The law distinguishes between driving after the consumption of alcohol, which is legal, and driving with a BAC over a .08 g/ml. When applying the principles of absorption and elimination using reverse extrapolation, DS BAC at the time of driving would have also been below a .08 g /ml. Assuming in arguendo that DS; who weighs 240 pounds; consumed three (3) twenty-five oz. beers (at 4.3% volume) between the time of 11:50 a.m. and 1:30 p.m., his BAC at the time of driving (1:54 p.m.) would have been between .045 g/ml and a .059 g/ml. Approximately one hour and eight minutes later, his BAC would have been between a .045 g/ml and a .068 g/ml. Ironically, one hour after driving (when applying the serum to legal blood conversion), DS average BAC level at the hospital at 3:02 p.m. was approximately .068 g/ml. As such, although there may be evidence that DS consumed alcohol on the day of the incident, there is insufficient evidence establishing that he was impaired by alcohol or had a BAC over a .08 g/ml. (see attached pharmacology report).
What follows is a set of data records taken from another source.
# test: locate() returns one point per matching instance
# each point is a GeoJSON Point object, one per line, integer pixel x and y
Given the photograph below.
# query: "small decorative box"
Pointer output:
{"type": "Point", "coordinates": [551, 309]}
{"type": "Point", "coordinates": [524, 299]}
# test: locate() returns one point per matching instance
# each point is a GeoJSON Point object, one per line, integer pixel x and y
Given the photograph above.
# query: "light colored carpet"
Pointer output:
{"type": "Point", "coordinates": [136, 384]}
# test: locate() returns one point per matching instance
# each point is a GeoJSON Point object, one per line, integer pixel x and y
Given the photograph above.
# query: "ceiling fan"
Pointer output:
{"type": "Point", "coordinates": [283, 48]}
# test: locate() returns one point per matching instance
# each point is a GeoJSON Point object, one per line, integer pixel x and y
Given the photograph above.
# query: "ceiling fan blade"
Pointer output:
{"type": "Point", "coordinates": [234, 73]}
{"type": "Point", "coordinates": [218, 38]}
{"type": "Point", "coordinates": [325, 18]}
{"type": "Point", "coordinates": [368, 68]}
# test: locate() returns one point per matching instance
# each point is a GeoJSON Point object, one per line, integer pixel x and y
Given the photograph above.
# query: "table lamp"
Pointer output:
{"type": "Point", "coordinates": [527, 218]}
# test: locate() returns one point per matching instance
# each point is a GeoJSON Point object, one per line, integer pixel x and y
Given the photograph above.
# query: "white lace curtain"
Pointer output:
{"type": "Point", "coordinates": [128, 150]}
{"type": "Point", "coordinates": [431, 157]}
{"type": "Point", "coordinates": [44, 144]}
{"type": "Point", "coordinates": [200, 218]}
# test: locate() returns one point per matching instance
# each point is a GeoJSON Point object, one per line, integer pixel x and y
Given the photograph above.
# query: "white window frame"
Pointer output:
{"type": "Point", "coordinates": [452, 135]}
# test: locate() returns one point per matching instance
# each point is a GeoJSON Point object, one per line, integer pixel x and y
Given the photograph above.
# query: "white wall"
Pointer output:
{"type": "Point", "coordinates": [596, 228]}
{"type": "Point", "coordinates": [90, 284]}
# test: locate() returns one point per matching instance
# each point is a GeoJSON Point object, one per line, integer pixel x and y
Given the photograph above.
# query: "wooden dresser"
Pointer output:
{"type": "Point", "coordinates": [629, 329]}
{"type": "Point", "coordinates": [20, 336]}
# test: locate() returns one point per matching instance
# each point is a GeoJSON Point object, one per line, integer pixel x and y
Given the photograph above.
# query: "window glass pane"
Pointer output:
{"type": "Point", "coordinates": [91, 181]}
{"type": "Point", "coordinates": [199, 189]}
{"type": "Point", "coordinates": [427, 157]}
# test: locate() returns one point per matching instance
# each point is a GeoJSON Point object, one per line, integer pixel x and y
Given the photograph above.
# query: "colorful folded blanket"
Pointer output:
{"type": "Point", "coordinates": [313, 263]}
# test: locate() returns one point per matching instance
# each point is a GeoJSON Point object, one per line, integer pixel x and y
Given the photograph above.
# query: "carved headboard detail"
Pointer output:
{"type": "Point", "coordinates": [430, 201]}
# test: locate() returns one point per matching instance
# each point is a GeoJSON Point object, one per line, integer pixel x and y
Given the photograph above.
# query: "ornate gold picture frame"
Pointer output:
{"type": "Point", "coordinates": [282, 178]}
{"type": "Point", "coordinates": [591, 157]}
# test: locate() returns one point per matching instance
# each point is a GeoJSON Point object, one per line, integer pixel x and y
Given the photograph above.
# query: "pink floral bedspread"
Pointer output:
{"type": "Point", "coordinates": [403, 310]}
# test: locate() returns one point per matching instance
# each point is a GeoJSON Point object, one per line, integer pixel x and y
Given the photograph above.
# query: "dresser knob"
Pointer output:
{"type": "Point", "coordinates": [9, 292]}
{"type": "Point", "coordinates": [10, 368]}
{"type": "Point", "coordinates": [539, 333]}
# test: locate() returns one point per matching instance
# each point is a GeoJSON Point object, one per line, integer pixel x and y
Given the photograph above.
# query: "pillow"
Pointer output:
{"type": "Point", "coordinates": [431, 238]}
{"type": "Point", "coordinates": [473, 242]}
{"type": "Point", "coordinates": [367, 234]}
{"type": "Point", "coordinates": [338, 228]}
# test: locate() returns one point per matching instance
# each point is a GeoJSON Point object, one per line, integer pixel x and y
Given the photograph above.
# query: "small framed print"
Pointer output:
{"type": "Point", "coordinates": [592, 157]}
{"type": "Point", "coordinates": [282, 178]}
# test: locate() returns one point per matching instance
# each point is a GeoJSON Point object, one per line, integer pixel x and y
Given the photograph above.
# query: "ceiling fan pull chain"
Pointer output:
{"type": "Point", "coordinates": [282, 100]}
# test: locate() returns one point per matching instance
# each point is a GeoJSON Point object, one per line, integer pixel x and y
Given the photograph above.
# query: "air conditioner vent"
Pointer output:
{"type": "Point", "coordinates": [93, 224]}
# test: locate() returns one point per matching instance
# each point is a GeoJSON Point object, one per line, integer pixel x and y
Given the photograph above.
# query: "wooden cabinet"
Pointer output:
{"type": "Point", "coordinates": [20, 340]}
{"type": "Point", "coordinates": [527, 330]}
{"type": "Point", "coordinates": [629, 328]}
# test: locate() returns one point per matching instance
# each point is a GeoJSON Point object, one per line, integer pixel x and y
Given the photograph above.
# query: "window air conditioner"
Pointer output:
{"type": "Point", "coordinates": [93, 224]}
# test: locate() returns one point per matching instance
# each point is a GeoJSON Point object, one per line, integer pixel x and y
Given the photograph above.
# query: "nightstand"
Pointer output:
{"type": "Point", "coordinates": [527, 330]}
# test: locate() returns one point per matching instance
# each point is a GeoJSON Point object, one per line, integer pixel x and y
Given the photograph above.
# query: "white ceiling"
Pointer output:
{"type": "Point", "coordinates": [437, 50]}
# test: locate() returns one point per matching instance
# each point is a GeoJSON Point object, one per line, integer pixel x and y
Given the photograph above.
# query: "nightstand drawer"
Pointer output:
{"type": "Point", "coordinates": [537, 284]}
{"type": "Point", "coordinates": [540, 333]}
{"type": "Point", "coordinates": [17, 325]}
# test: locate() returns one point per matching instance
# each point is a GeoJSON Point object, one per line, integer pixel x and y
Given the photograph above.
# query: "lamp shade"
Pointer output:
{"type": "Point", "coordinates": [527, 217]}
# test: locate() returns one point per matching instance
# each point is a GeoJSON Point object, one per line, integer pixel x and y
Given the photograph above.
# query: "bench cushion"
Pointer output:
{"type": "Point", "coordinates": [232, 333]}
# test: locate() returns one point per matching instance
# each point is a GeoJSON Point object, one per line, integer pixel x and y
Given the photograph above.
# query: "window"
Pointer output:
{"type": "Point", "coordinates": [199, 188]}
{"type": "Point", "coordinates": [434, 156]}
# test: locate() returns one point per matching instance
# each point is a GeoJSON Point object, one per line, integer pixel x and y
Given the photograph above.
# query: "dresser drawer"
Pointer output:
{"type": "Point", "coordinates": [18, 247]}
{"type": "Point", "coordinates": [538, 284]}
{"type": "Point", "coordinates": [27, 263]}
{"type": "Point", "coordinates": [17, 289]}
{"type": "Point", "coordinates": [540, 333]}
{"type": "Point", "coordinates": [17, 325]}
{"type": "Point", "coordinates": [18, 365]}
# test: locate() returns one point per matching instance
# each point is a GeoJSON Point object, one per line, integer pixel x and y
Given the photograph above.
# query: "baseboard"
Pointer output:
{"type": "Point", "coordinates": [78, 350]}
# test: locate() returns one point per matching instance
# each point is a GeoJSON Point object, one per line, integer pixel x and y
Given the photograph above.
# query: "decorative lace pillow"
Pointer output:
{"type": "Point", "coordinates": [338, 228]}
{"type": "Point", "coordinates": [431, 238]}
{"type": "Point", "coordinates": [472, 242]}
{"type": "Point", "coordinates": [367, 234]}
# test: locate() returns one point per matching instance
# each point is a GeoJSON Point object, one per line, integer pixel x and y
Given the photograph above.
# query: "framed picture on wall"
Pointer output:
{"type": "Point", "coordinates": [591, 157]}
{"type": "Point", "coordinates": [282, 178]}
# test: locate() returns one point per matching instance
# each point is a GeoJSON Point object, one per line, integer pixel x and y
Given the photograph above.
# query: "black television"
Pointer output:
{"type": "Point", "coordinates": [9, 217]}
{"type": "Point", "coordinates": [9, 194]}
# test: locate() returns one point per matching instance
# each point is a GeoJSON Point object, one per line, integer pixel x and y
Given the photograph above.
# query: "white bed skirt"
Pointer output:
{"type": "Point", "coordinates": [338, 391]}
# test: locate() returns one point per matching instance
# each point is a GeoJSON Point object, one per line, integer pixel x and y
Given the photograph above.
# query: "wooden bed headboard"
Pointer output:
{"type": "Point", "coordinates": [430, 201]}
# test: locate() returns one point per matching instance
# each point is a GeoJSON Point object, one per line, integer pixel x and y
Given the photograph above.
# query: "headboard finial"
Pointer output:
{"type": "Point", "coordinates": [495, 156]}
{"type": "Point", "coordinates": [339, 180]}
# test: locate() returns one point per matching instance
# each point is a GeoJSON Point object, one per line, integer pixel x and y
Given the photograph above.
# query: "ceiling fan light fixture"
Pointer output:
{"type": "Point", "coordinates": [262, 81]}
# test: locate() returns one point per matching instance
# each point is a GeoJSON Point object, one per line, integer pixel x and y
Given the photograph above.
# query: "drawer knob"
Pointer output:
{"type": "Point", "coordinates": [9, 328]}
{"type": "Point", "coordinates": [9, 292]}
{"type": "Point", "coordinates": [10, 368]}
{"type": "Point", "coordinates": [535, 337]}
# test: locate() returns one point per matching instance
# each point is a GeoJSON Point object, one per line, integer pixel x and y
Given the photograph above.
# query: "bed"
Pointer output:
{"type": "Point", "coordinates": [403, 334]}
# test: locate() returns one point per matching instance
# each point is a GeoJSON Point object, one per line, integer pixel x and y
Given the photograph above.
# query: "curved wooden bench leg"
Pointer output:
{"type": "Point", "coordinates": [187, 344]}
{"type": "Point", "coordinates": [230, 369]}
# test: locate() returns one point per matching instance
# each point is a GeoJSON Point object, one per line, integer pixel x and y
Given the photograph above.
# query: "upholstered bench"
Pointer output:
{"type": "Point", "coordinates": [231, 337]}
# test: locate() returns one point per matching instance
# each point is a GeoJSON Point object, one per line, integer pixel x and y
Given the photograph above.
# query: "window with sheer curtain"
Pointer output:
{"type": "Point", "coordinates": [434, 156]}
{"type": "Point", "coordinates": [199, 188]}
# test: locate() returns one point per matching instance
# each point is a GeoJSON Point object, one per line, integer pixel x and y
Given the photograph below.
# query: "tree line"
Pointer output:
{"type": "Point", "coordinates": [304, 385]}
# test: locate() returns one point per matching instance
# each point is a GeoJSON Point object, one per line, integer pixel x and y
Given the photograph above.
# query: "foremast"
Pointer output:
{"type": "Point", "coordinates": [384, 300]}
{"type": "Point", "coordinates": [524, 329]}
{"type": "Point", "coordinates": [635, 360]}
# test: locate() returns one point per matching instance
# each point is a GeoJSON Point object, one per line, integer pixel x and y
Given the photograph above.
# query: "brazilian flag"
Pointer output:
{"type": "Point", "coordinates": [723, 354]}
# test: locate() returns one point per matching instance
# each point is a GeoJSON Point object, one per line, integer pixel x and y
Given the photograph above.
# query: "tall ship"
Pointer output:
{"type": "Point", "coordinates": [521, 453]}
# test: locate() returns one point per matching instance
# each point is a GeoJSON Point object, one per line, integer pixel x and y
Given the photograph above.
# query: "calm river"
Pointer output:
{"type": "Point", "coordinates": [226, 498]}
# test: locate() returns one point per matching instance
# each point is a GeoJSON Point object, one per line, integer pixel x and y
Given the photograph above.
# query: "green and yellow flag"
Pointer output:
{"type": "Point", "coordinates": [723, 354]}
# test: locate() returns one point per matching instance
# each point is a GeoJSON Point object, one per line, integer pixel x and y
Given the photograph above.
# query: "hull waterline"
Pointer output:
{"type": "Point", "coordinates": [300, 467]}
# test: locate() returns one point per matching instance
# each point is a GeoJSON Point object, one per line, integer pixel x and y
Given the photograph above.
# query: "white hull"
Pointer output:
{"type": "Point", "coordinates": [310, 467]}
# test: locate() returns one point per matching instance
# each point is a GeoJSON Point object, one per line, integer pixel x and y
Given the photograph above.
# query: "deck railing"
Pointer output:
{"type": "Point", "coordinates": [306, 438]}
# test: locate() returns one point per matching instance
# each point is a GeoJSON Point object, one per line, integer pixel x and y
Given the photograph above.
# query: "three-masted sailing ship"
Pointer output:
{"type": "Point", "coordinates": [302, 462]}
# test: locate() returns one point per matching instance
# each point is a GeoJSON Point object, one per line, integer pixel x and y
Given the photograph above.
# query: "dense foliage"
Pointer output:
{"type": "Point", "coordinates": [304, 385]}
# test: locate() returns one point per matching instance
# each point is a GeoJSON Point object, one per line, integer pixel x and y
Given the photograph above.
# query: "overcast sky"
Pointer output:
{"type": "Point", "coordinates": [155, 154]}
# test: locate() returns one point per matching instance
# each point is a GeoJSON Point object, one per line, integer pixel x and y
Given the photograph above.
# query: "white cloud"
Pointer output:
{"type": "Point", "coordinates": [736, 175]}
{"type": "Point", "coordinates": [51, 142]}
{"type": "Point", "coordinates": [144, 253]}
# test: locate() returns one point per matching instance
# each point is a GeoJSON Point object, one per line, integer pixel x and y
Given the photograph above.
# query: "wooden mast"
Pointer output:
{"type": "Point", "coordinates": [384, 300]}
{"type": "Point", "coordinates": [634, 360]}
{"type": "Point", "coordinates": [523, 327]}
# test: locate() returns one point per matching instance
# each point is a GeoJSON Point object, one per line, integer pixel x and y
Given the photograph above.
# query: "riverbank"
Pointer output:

After initial examination in the Emergency Department, DS was admitted into Bayfront Hospital where he would stay for three days undergoing a litany of tests and analysis to determine what caused his loss of consciousness. Ultimately, he was diagnosed with Syncope, Pericardial Effusion, and a cough, in addition to his multiple pre-existing conditions such as Lyme Disease, Hypertension, Diabetes, and Ineffective Breathing. This diagnosis was made based on the evaluations at the hospital, how he presented to EMS (no pulse/tachycardia), and his past medical history, which includes prior episodes of syncope.

Attorney Anthony Rickman, through the thorough examination and presentation of these facts to the State, convinced the State to not file charges against DS resulting in a No File on the DUI Manslaughter arrest and a Nolle Prosse on the DUI involving Property Damage arrest.